Hwajeong Seo, Hyeokdong Kwon, Siwoo Eum, Kyungbae Jang, Hyunjun Kim, Hyunji Kim, Minjoo Sim, Gyeongju Song, and Wai-Kong Lee

Abstract

Polynomial multiplication is a core operation for public key cryptography, such as pre-quantum cryptography (e.g. elliptic curve cryptography) and post-quantum cryptography (e.g. code-based cryptography and multivariate-based cryptography). For this reason, the efficient and secure implementation of polynomial multiplication has been actively conducted for high availability and security level in application services. In this paper, we present all polynomial multiplication methods on modern 32-bit RISC-V processors. We re-designed expensive implementations of polynomial multiplication on legacy microcontrollers (e.g. 8-bit AVR, 16-bit MSP, and 32-bit ARM) for new instruction sets of 32-bit RISC-V processors.

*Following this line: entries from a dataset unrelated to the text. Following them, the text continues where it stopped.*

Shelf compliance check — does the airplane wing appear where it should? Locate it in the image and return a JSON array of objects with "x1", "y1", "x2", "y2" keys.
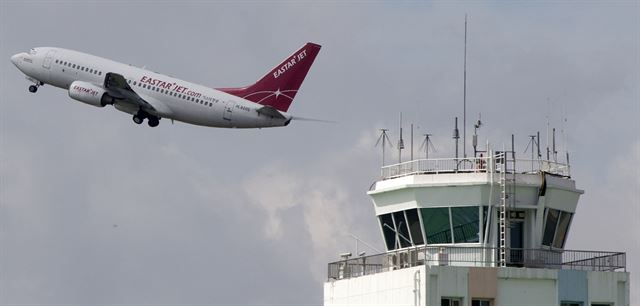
[
  {"x1": 257, "y1": 105, "x2": 286, "y2": 119},
  {"x1": 104, "y1": 72, "x2": 157, "y2": 113}
]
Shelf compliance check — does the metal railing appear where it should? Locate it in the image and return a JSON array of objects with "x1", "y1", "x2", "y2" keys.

Secondly, we suggest the optimal operand length for each polynomial multiplication on 32-bit RISC-V processors. With this implementation technique and Karatsuba algorithm, we achieved scalable features, which ensures the polynomial multiplication in any operand lengths with reasonably fast performance. Third, we propose instruction set extensions for the optimal implementation of polynomial multiplication on 32-bit RISC-V processors. This new feature introduces significant performance enhancements. Lastly, the proposed implementation is a public domain and following researchers can easily re-produce the result.